Ever since bitcoin made its mark on the internet in 2009, the online marketplace has been a lot different than how it was before. Cryptocurrency is the new way of carrying out financial transactions online with a market value of over $220 billion. More cryptocurrencies have been introduced after the success of bitcoin, and in this starter’s guide, we will learn more about what cryptocurrencies are and how do they work.
What is cryptocurrency?
There is no physical form of cryptocurrency like the fiat currencies. It is a digital currency which can be used for seamless, direct and speedy transactions between parties. You can have full control over your payments and accounts with total transparency. Since you are totally independent, you do not have to rely on central banks to allow your transactions. It manages your money is a distributed fashion that keeps your money safe and encrypted. You can make transactions directly in within seconds where the bank transactions can take hours and days.
How do the cryptocurrencies work?
Cryptocurrencies were developed over the foundation of a cryptographic invention known as blockchain technology. Blockchain supports multiple technologies, including cryptocurrency, without which blockchain would not exist.
Blockchain is a set of blocks made of complex mathematical problem based on cryptographic technology. The computers aim to solve their problems, and when they solve one problem, a block is complete. Whats makes a block unique is that when information inside of a block is changed, the block becomes invalid or broken.
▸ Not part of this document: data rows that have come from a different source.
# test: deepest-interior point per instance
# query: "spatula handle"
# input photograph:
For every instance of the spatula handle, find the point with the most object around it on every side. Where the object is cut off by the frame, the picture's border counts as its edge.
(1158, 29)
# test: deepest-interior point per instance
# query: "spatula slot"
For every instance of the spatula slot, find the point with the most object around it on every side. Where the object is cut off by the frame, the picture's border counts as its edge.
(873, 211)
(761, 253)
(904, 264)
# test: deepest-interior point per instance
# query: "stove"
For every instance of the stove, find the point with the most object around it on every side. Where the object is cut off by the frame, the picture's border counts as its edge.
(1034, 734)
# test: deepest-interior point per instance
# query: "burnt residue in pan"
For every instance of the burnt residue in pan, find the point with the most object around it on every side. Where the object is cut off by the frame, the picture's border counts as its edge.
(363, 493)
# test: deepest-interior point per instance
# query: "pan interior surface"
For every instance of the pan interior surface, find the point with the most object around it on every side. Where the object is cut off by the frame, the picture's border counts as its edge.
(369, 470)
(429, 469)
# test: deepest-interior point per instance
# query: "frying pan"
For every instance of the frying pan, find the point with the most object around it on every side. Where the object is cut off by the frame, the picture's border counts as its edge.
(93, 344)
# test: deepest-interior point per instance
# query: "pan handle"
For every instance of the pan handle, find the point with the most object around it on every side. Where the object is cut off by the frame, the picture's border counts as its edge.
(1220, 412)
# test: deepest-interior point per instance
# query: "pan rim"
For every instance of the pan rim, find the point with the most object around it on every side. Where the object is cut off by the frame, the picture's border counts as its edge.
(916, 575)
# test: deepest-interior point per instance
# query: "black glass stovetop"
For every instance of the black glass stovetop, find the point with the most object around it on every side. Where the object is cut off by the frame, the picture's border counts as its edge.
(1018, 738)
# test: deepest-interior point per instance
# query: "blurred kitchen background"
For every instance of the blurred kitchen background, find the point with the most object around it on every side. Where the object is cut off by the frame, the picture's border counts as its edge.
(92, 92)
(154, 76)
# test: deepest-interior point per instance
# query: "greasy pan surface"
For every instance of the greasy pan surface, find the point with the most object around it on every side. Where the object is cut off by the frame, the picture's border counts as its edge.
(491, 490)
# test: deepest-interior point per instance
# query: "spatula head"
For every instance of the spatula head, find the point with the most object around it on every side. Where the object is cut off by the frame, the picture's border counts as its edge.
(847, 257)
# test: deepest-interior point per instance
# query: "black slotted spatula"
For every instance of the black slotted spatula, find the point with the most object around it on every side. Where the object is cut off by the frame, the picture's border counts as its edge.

The only way to fix the block is to replace the wrong data with the original data.
Mining is the solving of blockchain to convert into the blockchain. People who solve these problems using computers are called miners. Mining can be very difficult and requires powerful processors to solve the blockchain puzzles. These computers can be costly and require heavy GPUs. For solving these math problems, the miners get rewarded with digital currency.
The miner needs to make sure that the transactions are valid and they do this by ensuring the person they are getting the coins from have enough coins. Miners can examine the existing blockchain or check the wallet of the person they are trading with. Since wallet can be public, it raises a few privacy concerns, but you can have as many wallets as you want. There are also some technologies and currencies that provide complete anonymity.
Security is the ultimate concern while dealing with currencies. There are several security measures for cryptocurrencies which are designed to ensure that miners and the complete network are secure. On a personal level, each wallet is highly secured with a private key which only gives access to the owner. The underlying blockchain is also secured against hacking as any alteration in the information of a block can make it invalid. For now, blockchain technology is highly encrypted and secured, which is why it is also used for creating security software.